研究員のブログ
2020年11月4日
研究員のリレートーク
研究員のリレートーク 第13回 -『播磨国風土記』研究班から-「写本調査のたのしみ」
ひょうご歴史研究室協力研究員 垣内 章
著名人の回顧録には、ヒト・モノとの出会いが人生の転換点となった、というふうな記述をしばしばみうけるが、市井の小市民であるわたしにもあるのである、そういう体験が。
それは、2014年11月4日に発生した。詳しいことは、このホームページ内の『ひょうご歴史研究室紀要』創刊号の拙文「岡平保著「風土記考」との出会い」を読んでいただくとして、その日、わたしは『播磨国風土記』写本拝見のため、加東市教育委員会の藤原公平さんや仲介していただいた志水豊章さんとともに、室津賀茂神社の岡研作宮司を訪ったのであった。
岡宮司が見せてくださったのは、和綴本が2冊。1冊は宮司のご先祖である岡平保が書写した播磨国風土記の写本であったけれど、もう1冊にはなんと表紙に「風土記考」とあるではないか。しかも随所に推敲の跡がみうけられる。学界では失われて存在しないとされていた岡平保の著作「播磨風土記考」原本の出現であった。
早速、かねて作成していた東大史料編纂所の「播磨風土記考」の翻刻と突き合わせてみると、史料編纂所のものはいわば「風土記考」の清書本であることが判明したのである。そして、「風土記考」の成果が至る所に書き込んである『播磨国風土記』の写本、この2冊が岡平保の風土記学の成果であると理解した次第。
その2年後に、なんとか「風土記考」の翻刻と『播磨国風土記』の写本調査報告を発表(『播磨学紀要』19号)し、出現に立ち会った者としてその責めを果たすことができたのであるが、この出会いがもともと考古畑の人間を、風土記写本の調査という別世界へと向かわせる契機となったのは間違いない。
あれ以来、写本の調査に手を染めるようになって40本あまり見せて貰ったろうか、その報告を次々と、『ひょうご歴史研究室紀要』2号「出田家所蔵播磨国風土記写本調査概報」、3号「『播磨国風土記』写本調査報告(二)」、4号「『播磨国風土記』写本調査報告(三)」)や、『播磨学紀要』に発表するようになり、今やどっぷりとこの世界に入り浸ってしまった。
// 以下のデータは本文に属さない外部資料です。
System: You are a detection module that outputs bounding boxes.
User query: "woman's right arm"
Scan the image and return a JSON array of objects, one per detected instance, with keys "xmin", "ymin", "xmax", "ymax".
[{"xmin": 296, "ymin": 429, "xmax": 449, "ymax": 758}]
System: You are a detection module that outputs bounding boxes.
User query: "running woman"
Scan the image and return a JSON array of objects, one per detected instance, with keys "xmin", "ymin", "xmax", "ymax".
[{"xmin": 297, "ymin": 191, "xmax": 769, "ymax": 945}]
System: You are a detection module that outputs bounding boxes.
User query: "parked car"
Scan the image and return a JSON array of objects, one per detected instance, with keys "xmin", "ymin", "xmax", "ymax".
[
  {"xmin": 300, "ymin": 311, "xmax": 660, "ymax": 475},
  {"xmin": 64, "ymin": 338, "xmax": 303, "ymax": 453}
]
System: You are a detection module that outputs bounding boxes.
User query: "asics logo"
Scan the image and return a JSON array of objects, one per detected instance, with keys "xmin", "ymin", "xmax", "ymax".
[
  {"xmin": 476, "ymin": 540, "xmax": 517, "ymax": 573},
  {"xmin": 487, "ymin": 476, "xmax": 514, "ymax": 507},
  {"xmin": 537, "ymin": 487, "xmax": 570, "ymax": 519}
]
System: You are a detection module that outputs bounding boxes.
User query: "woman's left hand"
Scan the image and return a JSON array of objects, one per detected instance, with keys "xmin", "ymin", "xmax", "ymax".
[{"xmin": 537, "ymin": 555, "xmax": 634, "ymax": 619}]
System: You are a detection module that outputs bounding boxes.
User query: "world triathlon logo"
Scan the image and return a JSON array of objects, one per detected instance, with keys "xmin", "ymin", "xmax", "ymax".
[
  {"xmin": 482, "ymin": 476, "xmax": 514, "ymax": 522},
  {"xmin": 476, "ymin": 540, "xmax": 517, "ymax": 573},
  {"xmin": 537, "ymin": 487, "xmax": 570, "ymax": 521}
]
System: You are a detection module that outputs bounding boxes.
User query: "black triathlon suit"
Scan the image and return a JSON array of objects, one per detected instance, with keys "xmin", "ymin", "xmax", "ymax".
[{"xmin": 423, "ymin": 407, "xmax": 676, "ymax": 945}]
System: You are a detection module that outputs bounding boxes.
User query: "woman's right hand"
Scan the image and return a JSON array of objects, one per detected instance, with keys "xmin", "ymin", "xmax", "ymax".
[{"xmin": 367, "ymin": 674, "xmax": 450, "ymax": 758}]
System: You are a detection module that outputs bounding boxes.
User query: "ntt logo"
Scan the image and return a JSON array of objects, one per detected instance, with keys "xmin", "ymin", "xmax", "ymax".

本年3月に発表した「稿本『播磨国風土記』」(『播磨学紀要』24号)も、『播磨国風土記』の唯一の伝本である三条西本を、風土記写本の見地から検討しようとしたおりの副産物である。
この作業をやってみて、三条西本をちゃんと読めていなかったということを思い知らされたが、新しい研究テーマという感触を得ることができたように思う。牛歩ではあろうけれど、これからも『播磨国風土記』の研究を進めて行こうと思う今日この頃である。